江無涯︰「你家倆孩子是不是也在東海,我幫你帶回來。」

闕道子︰「……好吧。」

江無涯滿意了,轉頭一看,奚辛已經連影都沒了。

江無涯︰「……」

「…呵。」闕道子忍不住發出小聲的嘲笑︰「大師兄,要不換我去吧,到東海如果兩個祖宗打了起來,我怕你遭池魚之災。
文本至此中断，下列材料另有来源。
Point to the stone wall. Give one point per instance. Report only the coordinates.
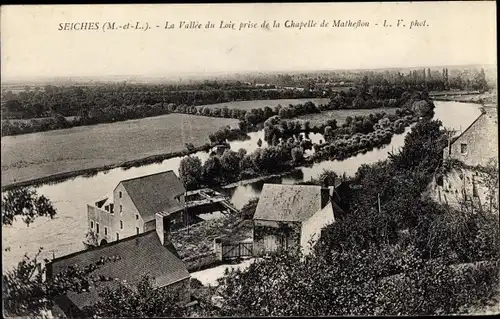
(480, 141)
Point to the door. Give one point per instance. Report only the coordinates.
(270, 243)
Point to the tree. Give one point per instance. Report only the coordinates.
(423, 108)
(25, 292)
(212, 170)
(27, 203)
(297, 155)
(230, 161)
(142, 301)
(190, 170)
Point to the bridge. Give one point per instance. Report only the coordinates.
(204, 201)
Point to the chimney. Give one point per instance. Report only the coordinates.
(163, 228)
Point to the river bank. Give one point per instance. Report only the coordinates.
(489, 97)
(61, 177)
(64, 234)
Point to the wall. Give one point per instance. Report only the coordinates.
(481, 139)
(185, 288)
(455, 181)
(128, 215)
(311, 228)
(267, 236)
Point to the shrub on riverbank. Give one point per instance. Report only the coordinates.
(375, 260)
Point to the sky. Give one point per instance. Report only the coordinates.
(32, 46)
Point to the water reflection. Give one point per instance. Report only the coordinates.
(65, 233)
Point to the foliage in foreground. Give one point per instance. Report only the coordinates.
(392, 281)
(140, 301)
(407, 258)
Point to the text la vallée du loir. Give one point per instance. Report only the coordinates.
(238, 25)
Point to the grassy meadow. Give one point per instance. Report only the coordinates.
(341, 115)
(36, 155)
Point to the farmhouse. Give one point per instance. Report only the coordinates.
(125, 261)
(292, 216)
(468, 184)
(133, 206)
(471, 147)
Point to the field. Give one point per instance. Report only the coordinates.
(31, 156)
(341, 115)
(248, 105)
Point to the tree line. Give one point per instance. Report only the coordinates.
(394, 252)
(286, 147)
(55, 107)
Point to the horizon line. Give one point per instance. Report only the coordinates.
(228, 73)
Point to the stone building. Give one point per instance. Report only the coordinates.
(291, 217)
(478, 144)
(128, 260)
(133, 206)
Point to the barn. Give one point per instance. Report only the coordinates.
(290, 217)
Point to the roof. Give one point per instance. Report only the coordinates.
(468, 128)
(139, 255)
(279, 202)
(154, 193)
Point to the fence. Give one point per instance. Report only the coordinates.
(227, 251)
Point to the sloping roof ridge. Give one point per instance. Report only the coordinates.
(468, 128)
(144, 176)
(104, 246)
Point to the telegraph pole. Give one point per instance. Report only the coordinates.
(378, 200)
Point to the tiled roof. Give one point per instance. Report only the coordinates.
(278, 202)
(139, 255)
(154, 193)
」

江無涯瞥了他一眼,闕道子閉嘴封麥轉身跑了。

江無涯深呼吸,忍著氣去追人。

折了他多少年的壽,這兩個不省心的東西︰一個溜煙撒手就沒,也不怕好不容易封起來的劍氣再泄開。

還有一個更厲害,幾十年躲著不見人,一冒出來就生吞了洛河神書,把自己生生弄成了器靈,還滿天下洋洋灑灑宣揚自己與妖主的關系,生怕別人不知道一樣,驕傲得很,若不是人已經死了,是不是他一睜眼就要白饒他個狐狸女婿帶回來

真是他的寶貝好徒弟!

打起來才好,那才省事,不打起來,這膽大包天的小混賬,他也要親自挽起袖子揍!!